Alkisah, ada dua binatang yang berteman
akrab sejak kecil, yaitu si ayam dan si babi. Mereka selalu berjalan
berdua kemanapun mereka pergi. Pada suatu hari, ketika mereka berjalan
melewati hutan belantara yang jauh dari keramaian kota , mereka
menemukan seorang laki-laki yang hampir mati.
Si ayam berkata: “Eh, bie! liat tuh! Kayaknya ada orang sedang berbaring didepan!”
Si babi : “Iya, yam! Gue juga… liat. Kayaknya dia sedang sekarat. Yuk kita deketin.”
Mereka melihat dari dekat, dan laki-laki itu dengan lemah berkata : “Tolong aku, aku lapar dan tidak punya makanan”
Lalu si ayam berkata kepada babi : “Eh, kasihan deh.

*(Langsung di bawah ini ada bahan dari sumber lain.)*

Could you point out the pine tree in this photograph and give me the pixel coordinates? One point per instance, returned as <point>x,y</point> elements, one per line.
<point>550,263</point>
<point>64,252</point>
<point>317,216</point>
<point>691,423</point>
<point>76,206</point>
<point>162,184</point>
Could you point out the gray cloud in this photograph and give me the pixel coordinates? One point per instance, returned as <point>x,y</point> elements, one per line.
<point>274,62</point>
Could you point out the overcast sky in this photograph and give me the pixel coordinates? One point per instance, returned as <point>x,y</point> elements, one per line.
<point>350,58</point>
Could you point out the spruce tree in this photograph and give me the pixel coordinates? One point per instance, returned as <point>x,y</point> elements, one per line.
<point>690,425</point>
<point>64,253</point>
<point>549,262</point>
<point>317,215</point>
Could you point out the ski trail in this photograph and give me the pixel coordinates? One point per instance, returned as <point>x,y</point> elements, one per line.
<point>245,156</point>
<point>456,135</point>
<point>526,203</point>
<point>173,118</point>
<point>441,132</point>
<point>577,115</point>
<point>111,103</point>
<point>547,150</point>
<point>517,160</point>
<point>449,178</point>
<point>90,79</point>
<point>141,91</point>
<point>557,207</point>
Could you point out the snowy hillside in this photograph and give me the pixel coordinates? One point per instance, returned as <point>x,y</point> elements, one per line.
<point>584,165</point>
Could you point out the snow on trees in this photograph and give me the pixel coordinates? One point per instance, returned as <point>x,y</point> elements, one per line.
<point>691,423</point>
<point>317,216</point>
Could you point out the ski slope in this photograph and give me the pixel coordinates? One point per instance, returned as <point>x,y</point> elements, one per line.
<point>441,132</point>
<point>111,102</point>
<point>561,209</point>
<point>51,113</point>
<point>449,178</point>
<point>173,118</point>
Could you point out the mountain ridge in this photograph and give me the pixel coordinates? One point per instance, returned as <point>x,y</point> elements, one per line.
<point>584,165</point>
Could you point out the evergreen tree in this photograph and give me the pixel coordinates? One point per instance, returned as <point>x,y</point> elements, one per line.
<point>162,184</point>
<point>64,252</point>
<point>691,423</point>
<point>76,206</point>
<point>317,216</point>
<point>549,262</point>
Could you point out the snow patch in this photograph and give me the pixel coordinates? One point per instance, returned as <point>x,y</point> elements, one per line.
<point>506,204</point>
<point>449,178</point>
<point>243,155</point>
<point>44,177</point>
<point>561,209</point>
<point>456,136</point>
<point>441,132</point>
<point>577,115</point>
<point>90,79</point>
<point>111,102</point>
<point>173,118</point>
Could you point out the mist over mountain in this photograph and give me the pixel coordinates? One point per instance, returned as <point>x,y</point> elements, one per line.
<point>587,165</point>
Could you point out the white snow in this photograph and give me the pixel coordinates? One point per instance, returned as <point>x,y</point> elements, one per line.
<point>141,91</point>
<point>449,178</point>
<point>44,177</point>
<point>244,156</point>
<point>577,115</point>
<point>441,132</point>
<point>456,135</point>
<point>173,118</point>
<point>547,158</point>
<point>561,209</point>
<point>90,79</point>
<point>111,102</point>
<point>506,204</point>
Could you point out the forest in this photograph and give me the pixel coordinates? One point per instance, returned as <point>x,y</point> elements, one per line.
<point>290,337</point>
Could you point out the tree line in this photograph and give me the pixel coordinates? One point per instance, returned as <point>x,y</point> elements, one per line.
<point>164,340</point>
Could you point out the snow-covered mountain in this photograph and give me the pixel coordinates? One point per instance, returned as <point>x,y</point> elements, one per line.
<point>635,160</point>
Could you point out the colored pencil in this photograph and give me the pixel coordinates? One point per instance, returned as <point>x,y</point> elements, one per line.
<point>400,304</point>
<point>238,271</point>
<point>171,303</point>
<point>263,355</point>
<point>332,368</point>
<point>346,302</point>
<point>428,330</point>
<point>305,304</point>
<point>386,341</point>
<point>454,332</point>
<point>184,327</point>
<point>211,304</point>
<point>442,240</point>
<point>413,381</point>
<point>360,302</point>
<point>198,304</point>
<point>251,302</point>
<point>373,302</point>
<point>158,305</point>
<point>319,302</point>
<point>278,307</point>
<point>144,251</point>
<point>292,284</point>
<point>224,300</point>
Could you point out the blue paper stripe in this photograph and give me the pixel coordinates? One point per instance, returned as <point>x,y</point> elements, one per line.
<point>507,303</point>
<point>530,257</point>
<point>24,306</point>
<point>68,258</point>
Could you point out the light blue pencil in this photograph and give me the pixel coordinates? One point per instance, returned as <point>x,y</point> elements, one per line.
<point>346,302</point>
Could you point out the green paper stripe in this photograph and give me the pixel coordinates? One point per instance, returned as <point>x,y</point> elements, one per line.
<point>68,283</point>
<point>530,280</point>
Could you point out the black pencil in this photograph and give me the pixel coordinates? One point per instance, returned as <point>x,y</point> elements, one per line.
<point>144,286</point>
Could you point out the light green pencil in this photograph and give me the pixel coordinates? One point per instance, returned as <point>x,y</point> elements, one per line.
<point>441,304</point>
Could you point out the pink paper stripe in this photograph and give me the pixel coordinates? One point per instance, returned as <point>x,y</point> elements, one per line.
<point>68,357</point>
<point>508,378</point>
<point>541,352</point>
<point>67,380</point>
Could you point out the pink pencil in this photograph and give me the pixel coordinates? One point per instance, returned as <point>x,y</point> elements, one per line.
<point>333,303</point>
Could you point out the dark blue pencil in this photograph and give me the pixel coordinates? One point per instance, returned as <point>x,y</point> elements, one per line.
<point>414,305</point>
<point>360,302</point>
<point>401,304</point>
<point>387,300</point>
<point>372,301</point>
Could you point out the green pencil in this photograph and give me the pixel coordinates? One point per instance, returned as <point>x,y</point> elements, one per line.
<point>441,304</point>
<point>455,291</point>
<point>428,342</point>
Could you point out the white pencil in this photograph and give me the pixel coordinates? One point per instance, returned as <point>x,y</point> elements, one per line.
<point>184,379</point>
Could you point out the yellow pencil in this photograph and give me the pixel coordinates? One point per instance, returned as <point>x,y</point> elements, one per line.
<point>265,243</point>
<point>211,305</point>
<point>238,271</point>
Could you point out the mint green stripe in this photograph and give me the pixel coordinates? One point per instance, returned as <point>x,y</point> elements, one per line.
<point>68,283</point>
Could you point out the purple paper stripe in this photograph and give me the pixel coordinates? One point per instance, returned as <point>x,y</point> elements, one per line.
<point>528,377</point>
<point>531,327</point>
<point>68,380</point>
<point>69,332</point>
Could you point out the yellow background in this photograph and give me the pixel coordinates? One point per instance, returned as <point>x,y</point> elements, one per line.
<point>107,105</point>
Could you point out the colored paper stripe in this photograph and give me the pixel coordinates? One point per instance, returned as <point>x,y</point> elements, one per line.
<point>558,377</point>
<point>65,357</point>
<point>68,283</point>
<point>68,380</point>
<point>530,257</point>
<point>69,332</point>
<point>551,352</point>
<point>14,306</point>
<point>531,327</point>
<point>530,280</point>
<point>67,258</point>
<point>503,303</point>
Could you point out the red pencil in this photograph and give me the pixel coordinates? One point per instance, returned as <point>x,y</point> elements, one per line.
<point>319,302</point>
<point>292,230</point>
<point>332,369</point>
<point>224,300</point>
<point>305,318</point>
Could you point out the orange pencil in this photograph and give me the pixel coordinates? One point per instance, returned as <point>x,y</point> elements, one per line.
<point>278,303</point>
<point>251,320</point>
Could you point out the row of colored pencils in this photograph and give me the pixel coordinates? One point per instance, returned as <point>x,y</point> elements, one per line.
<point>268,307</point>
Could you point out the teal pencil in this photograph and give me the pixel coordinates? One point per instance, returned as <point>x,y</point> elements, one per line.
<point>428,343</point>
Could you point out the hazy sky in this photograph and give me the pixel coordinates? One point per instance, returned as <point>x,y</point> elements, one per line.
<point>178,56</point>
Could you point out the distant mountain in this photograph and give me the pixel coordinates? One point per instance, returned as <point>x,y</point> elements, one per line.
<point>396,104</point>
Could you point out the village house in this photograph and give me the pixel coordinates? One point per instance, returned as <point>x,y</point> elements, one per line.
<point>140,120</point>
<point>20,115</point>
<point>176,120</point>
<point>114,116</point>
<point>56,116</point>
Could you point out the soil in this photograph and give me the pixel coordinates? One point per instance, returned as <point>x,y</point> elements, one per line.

Bie, yuk kita tolong dia.”
Sahut si babi : “Tapi gimana yam ? Kita kan nggak bawa bekal apa-apa ?”
Si ayam berkata : “Ya sudah, apa yang ada pada diri kita saja kita olah menjadi makanan, setuju?”
Babi mengangguk : “Baiklah, kalau itu bisa menyelamatkan nyawa orang itu, saya bersedia.”
Singkat cerita, mereka masing-masing
memberikan bagian diri mereka, mengolahnya menjadi makanan dan
memberikan kepada laki-laki tersebut. Ia sangat berterimakasih,
kesehatannya telah pulih dan ia melanjutkan perjalanannya. Si ayam dan
si babi pun melanjutkan perjalanannya berdua.
Si ayam berkata : “Senang yach, rasanya, kita bisa menjadi berguna untuk orang lain….”
Si babi membalas : “Iya sih, aku juga
senang. tapi kamu jalannya jangan cepat-cepat yam, aku tadi memberikan
satu kakiku untuk menjadi makanannya, kamu sih enak, bisa bertelur….”
Cerita diatas menggambarkan 2 tipe dalam
memberi, yaitu memberi dalam kelimpahan dan memberi dalam kekurangan.
Sifat ini dapat kita refleksikan dalam diri kita, yaitu ketika kita
memberikan persembahan dalam gereja, boleh ditanyakan dalam diri kita
sendiri: “Apakah saya merasa sudah memberikan yang terbaik untuk Tuhan?”
Biarlah hati nurani masing-masing yang menjawabnya.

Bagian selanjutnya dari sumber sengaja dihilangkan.